Welcome to the repository for the Scientific Variable Extraction Dataset, as featured in our paper "A Dataset for Scientific Variable Extraction". This repository is structured to provide both the benchmark dataset and the corresponding evaluation results for various extraction approaches.
This dataset comprises paragraphs extracted from 20 research papers focused on pandemic studies. We engaged a domain expert to meticulously annotate the scientific variables present in these papers. Details about the list of papers and the annotation guidelines can be found in the benchmark
folder.
The evaluation results for the different approaches tested—including conventional machine learning techniques, large language model-based solutions, and their integrations—are detailed in the evaluation
folder. These results are formatted as JSON files for ease of use and integration into further analysis.

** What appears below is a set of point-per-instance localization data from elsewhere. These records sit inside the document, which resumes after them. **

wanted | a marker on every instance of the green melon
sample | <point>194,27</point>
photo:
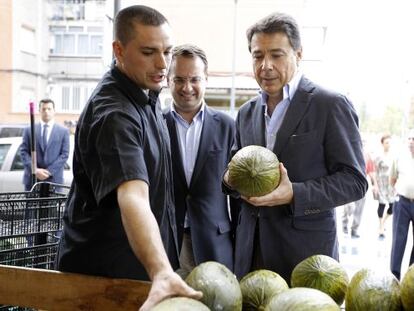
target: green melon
<point>220,288</point>
<point>254,171</point>
<point>180,304</point>
<point>302,299</point>
<point>407,289</point>
<point>259,286</point>
<point>373,290</point>
<point>323,273</point>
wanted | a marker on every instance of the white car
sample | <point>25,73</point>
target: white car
<point>11,165</point>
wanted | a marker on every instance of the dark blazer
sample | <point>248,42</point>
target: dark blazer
<point>203,200</point>
<point>52,158</point>
<point>320,146</point>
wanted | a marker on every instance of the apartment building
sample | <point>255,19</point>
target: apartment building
<point>61,48</point>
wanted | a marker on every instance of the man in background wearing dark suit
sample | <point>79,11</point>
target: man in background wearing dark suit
<point>201,140</point>
<point>314,133</point>
<point>52,147</point>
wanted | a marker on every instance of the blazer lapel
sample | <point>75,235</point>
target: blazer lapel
<point>176,157</point>
<point>294,114</point>
<point>259,127</point>
<point>206,139</point>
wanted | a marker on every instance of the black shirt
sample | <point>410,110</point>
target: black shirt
<point>121,135</point>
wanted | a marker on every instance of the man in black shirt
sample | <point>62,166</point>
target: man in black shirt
<point>119,220</point>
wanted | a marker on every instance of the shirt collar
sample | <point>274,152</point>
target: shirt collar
<point>289,89</point>
<point>49,124</point>
<point>198,116</point>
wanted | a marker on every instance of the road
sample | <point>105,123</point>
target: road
<point>368,251</point>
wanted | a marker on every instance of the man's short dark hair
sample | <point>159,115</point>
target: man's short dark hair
<point>46,101</point>
<point>277,22</point>
<point>190,51</point>
<point>126,19</point>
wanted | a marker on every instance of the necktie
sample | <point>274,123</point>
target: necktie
<point>44,138</point>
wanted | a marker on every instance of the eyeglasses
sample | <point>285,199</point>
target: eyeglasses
<point>193,81</point>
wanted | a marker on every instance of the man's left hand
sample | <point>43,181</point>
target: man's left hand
<point>283,194</point>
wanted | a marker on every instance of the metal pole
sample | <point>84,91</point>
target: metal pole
<point>233,74</point>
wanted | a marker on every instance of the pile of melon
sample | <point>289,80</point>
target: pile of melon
<point>317,283</point>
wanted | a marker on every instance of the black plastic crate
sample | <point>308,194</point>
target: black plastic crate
<point>30,226</point>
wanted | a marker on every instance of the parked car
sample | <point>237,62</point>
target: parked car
<point>12,130</point>
<point>11,165</point>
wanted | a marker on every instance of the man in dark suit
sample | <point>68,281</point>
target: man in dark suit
<point>314,133</point>
<point>201,141</point>
<point>52,147</point>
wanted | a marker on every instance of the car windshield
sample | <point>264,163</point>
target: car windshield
<point>3,152</point>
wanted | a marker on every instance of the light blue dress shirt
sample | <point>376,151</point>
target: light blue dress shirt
<point>189,135</point>
<point>274,122</point>
<point>189,139</point>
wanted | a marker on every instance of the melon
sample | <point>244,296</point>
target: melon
<point>220,288</point>
<point>259,286</point>
<point>254,171</point>
<point>180,304</point>
<point>407,289</point>
<point>373,290</point>
<point>323,273</point>
<point>302,299</point>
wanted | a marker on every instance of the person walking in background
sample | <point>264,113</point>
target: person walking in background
<point>355,209</point>
<point>119,218</point>
<point>201,141</point>
<point>314,133</point>
<point>401,177</point>
<point>52,147</point>
<point>384,192</point>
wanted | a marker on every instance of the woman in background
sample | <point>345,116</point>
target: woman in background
<point>385,194</point>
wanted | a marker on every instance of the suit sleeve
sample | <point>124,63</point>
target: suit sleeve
<point>25,149</point>
<point>60,161</point>
<point>344,180</point>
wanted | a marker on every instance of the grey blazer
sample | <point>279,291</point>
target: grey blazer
<point>51,157</point>
<point>320,146</point>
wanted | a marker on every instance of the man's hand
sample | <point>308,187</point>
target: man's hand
<point>283,194</point>
<point>42,174</point>
<point>165,285</point>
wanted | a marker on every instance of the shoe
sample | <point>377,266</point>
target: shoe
<point>355,235</point>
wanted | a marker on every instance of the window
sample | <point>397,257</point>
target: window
<point>76,40</point>
<point>28,39</point>
<point>73,97</point>
<point>4,148</point>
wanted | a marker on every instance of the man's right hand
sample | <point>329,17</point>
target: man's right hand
<point>42,174</point>
<point>165,285</point>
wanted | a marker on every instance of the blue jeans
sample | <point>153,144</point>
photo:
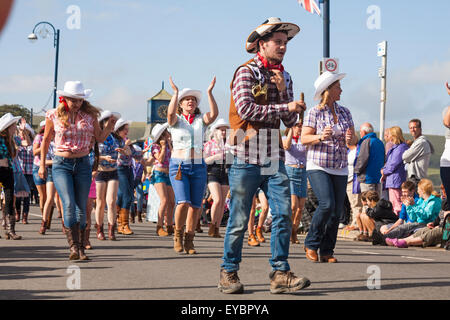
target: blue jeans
<point>244,180</point>
<point>72,179</point>
<point>126,184</point>
<point>330,191</point>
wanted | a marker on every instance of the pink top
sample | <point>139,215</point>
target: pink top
<point>156,148</point>
<point>77,137</point>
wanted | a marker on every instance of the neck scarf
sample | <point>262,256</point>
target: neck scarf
<point>268,65</point>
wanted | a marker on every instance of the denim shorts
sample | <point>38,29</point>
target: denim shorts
<point>37,180</point>
<point>191,188</point>
<point>298,181</point>
<point>105,176</point>
<point>160,177</point>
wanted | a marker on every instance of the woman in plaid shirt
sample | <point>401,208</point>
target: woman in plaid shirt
<point>327,130</point>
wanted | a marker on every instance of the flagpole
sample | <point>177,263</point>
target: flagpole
<point>326,28</point>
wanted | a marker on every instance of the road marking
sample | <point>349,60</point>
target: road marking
<point>426,259</point>
<point>367,252</point>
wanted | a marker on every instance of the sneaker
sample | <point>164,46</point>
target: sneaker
<point>286,281</point>
<point>229,282</point>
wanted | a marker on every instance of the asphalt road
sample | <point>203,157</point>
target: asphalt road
<point>144,266</point>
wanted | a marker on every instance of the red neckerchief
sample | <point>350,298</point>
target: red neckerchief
<point>61,99</point>
<point>269,66</point>
<point>189,117</point>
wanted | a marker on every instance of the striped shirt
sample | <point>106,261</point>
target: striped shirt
<point>330,153</point>
<point>249,110</point>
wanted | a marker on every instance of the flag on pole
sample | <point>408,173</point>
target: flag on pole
<point>310,6</point>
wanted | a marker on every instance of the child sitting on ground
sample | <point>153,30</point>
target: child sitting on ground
<point>380,212</point>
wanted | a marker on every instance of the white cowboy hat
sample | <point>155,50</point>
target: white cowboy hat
<point>219,123</point>
<point>7,120</point>
<point>121,122</point>
<point>270,25</point>
<point>187,92</point>
<point>158,130</point>
<point>74,89</point>
<point>106,114</point>
<point>324,81</point>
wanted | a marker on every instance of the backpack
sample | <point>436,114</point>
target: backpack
<point>445,241</point>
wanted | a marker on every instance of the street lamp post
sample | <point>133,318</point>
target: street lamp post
<point>33,37</point>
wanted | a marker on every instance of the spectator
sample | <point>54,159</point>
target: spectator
<point>370,159</point>
<point>393,172</point>
<point>445,158</point>
<point>417,157</point>
<point>379,213</point>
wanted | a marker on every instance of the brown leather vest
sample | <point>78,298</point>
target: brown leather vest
<point>250,128</point>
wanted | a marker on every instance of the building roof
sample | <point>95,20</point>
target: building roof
<point>161,95</point>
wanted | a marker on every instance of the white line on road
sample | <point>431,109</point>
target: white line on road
<point>426,259</point>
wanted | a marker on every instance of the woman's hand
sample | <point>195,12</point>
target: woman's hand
<point>211,85</point>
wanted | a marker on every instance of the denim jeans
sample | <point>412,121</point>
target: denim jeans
<point>126,184</point>
<point>72,179</point>
<point>244,180</point>
<point>330,191</point>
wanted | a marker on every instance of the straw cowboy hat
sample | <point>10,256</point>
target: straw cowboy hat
<point>324,81</point>
<point>7,120</point>
<point>75,89</point>
<point>187,92</point>
<point>121,122</point>
<point>158,130</point>
<point>106,114</point>
<point>270,25</point>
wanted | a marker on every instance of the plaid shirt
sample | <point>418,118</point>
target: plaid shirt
<point>329,153</point>
<point>25,156</point>
<point>77,137</point>
<point>247,109</point>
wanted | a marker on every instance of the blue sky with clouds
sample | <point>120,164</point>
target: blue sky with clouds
<point>125,49</point>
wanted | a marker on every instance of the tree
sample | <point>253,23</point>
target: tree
<point>16,110</point>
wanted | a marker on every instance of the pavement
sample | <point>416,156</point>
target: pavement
<point>144,266</point>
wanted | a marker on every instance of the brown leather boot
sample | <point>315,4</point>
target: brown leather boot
<point>25,218</point>
<point>125,214</point>
<point>73,238</point>
<point>212,227</point>
<point>100,233</point>
<point>252,241</point>
<point>189,243</point>
<point>112,231</point>
<point>259,235</point>
<point>10,228</point>
<point>178,240</point>
<point>43,227</point>
<point>82,247</point>
<point>161,232</point>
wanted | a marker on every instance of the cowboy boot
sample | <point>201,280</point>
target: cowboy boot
<point>126,225</point>
<point>49,221</point>
<point>82,247</point>
<point>87,243</point>
<point>24,218</point>
<point>119,221</point>
<point>111,231</point>
<point>178,240</point>
<point>43,227</point>
<point>100,233</point>
<point>10,228</point>
<point>73,238</point>
<point>189,243</point>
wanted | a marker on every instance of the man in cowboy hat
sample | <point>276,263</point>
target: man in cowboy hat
<point>261,97</point>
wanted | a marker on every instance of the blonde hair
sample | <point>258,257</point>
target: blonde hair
<point>427,186</point>
<point>86,107</point>
<point>397,135</point>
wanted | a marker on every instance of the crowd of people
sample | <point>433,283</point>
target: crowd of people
<point>82,161</point>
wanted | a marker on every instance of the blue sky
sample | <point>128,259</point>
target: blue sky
<point>125,49</point>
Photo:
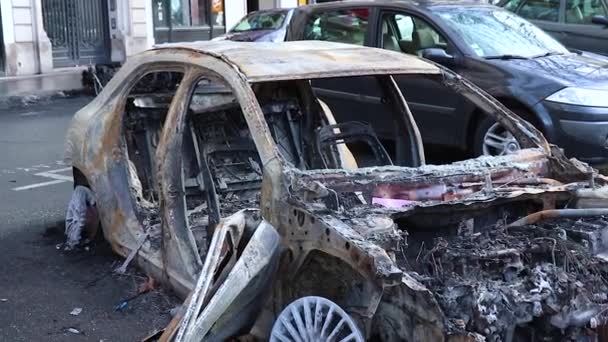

We hope this dataset serves as a valuable resource for researchers and practitioners working on the extraction of scientific variables and enhances the understanding and application of machine learning in the domain of scientific research.
If you use this dataset in your research, please cite it as follows:
@misc{liu2024variableextractionmodelrecovery,
title={Variable Extraction for Model Recovery in Scientific Literature},
author={Chunwei Liu and Enrique Noriega-Atala and Adarsh Pyarelal and Clayton T Morrison and Mike Cafarella},
year={2024},
eprint={2411.14569},
archivePrefix={arXiv},
primaryClass={cs.IR},
url={https://arxiv.org/abs/2411.14569},
}
Thank you for your interest in our work, and we look forward to seeing how it contributes to your research endeavors.